At a news conference, Hogan said Secretary of Defense Mark Esper called him to request that guard members come to the District of Columbia because he did not want to use active-duty military during protests in the capital. Esper said Wednesday that he opposes using military troops to contain the ongoing street protests.

“The secretary of defense called me directly and asked,” Hogan said. “He did not want to utilize the military, and I agree with that. I’m very much opposed to calling up the active-duty military.”

Hogan emphasized that Maryland National Guard members have not been involved in altercations with protesters.

“They are specifically not involved in any of the things with the protesters,” Hogan said. “They’re on a specific mission, spread out, standing at monuments.”

Hogan, a Republican, also said his administration reached out to Democratic District of Columbia Mayor Muriel Bowser, “and she approved of that mission.”

Michael Ricci, a spokesperson for Hogan, said earlier this week that 116 Maryland National Guard members were stationed on the National Mall to support U.S. Capitol Police.

Hogan began a news conference Wednesday on the state’s response to the coronavirus by addressing the death of George Floyd last week in Minnesota.
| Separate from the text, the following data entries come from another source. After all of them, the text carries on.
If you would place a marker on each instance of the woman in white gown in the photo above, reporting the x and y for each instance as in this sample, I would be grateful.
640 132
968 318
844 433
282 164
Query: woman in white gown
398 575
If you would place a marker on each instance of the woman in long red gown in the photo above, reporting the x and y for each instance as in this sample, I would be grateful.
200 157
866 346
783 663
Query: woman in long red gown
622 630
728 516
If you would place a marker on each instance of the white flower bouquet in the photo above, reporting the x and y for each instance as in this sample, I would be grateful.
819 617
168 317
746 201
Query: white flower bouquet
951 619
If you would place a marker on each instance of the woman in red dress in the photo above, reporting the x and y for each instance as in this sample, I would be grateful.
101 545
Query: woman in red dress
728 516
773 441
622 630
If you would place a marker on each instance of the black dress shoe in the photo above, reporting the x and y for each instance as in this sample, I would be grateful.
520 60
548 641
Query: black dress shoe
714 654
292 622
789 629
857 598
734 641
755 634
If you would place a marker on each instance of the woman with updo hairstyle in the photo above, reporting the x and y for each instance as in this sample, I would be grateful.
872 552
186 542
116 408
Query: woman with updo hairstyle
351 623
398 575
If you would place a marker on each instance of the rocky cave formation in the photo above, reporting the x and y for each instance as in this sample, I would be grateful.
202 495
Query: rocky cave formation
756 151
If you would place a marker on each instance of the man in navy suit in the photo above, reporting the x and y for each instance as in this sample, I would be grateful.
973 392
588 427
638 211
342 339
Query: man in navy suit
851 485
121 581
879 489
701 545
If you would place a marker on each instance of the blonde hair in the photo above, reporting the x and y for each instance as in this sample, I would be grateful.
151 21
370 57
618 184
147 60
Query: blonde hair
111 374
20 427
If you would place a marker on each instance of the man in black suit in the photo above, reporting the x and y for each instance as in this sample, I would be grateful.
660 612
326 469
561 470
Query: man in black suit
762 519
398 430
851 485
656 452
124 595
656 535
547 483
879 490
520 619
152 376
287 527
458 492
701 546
Floyd was an African American man who died after a police officer pressed a knee into his neck for several minutes.

“I want to begin by taking a moment to address the senseless murder of George Floyd, which has served as yet another reminder that we still have a long way to go to live up to our nation’s highest ideals,” Hogan said.

Hogan noted the protests in cities around the country, including Baltimore.

“I’m incredibly proud that during this difficult time, the people of Baltimore city have set an example for the rest of America,” Hogan said, thanking local officials, police and the Maryland National Guard. “But most importantly, I want to thank the residents of Baltimore, who are showing the power of a strong, compassionate, and united community.”